If HER2 comes back negative, it will have to be further tested for an Oncotype. If this oncotype comes back below the 16-18 percentage range, I will NOT need chemo. (Yay!!!)
However, if it comes back any higher than that, I will have to have chemo. This one being Taxotere mixed with Lyxotan once every 3 weeks for four rounds. And I will lose my hair with this as well.
And, to give you an idea, Dr. Brownlee said that usually in patients where their ER/PR scores are a lower percentage (mine were 21 and 22% respectively), the Oncotype is usually higher. So, she told me she is pretty sure that I’ll need chemo in one form or another.
So, basically there are 4 scenarios that can happen. And only one in which I will not lose my hair. So, I’m happy to have this info because I am now able to kind of start mentally preparing for it (as much as one can prepare for something like that).
But I’m not done yet. Most of you, hopefully, know that before this cancer diagnosis, I was kind of indifferent about wanting kids. I knew I did NOT want to be a single mom, but if I were to meet and marry an awesome guy and he wanted to have kids, I was going to happily give him one. Or two. But if that didn’t happen, I was going to be okay with that as well.
And since this diagnosis, one thing I haven’t been super forthcoming about in these blogs is the fact that my fertility has now become a big deal. Not just to me but to my doctors and seemingly everyone around me. Since hormones produced by the female body are what literally feed my cancer, my body is stuck in this vicious cycle of trying to kill me.
So, now all of this is essentially being thrown in my face and my just “letting it happen if it happens” philosophy has been thrown out the window. If I absolutely did not want kids, I would be fine. I could take all the drugs that suppress these hormones, go into menopause or have a hysterectomy and be fine. And since most women who go through this are older and have already done their damage to society by birthing children (I’m joking, please don’t hate me for saying that), it is not usually something they have to deal with. But the threat of having it all taken away against my will has forced me to admit that I really do want children. Or at least a child, one day.
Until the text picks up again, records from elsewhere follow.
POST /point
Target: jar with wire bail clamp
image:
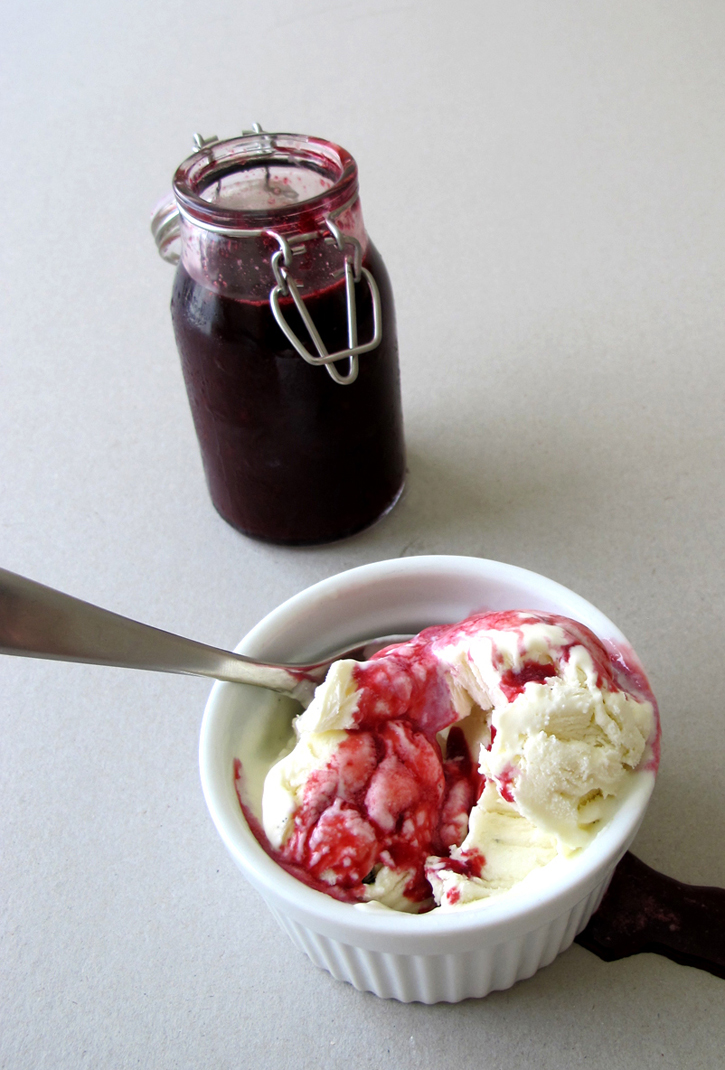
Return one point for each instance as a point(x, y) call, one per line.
point(284, 323)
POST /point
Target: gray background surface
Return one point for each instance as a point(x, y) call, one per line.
point(544, 180)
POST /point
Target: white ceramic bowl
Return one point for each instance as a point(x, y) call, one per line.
point(437, 956)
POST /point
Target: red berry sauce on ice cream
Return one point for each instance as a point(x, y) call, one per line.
point(449, 767)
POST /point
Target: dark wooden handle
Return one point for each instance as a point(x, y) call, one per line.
point(646, 911)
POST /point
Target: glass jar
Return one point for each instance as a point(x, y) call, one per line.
point(284, 323)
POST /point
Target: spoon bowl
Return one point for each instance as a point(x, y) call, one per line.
point(40, 622)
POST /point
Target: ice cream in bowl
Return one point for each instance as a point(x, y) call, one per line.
point(443, 820)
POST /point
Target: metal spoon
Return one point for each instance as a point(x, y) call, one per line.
point(39, 622)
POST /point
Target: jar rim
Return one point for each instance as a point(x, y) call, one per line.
point(218, 159)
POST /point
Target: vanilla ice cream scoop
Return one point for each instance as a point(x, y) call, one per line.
point(450, 767)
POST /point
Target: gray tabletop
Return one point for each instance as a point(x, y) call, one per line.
point(545, 184)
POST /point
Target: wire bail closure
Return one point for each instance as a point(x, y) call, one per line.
point(166, 229)
point(286, 286)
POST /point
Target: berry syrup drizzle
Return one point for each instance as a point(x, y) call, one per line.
point(388, 796)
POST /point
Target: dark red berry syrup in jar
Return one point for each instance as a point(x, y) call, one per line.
point(274, 255)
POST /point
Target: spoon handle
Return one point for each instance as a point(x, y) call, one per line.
point(39, 622)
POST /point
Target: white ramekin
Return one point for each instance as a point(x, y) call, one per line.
point(438, 956)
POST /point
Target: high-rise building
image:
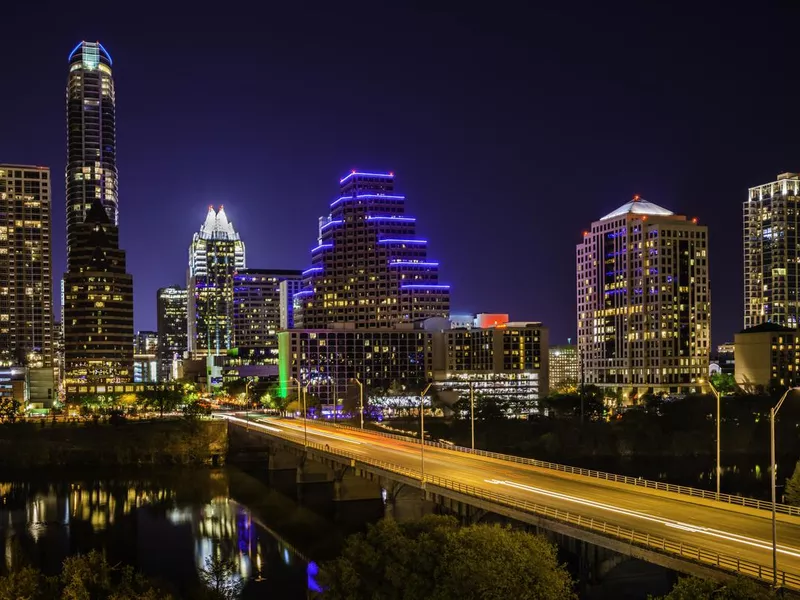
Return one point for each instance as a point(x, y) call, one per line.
point(327, 361)
point(772, 253)
point(91, 137)
point(97, 290)
point(564, 368)
point(145, 342)
point(26, 303)
point(215, 254)
point(171, 315)
point(257, 312)
point(287, 289)
point(369, 267)
point(98, 305)
point(644, 304)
And here’s where the problem begins. (Lol, did you think it was coming to an end anytime soon?!) Chemo can have an affect on fertility later on down the road. And taking estrogen-suppressing drugs can have an effect on fertility later on down the road. And getting pregnant on any of these drugs is very dangerous. But my only way forward is to take these drugs. Because getting pregnant and the high dose of hormones rushing through your body at any given moment during pregnancy has now become very dangerous for me. It will increase my likelihood of recurrence by a pretty decent amount. Which is very dangerous, according to my oncologist, because it usually comes back with a vengeance.
So, I am being referred to the REACH center in Charlotte to discuss harvesting and freezing my eggs. (Assuming I’m able to afford it.)
However, freezing my eggs is only being done as a backup. My oncologist said plenty of women go on to conceive naturally after chemo. Some have trouble and some don’t. It’s a hard area to study, so it’s almost impossible to know exactly why they have trouble.
But, technology is pretty fucking amazing these days. If/when I do need chemo, they will also mix in another drug during my treatments that will essentially shut down my ovaries and “freeze” them in time. So, in the year or two that I’ll be undergoing treatment (if that’s the route I have to take), my ovaries will stop aging, and I will be able to postpone having children without upping my risks later on. Which is just really amazing to me.
In my WILDEST dreams, I never could’ve imagined I would be here. Ever. At any point in my life. Let alone at 30 years old. God better have a damn good explanation for this shit. Or at least a beautiful (and VERY understanding) man waiting on the other side of this with a ring in his pocket.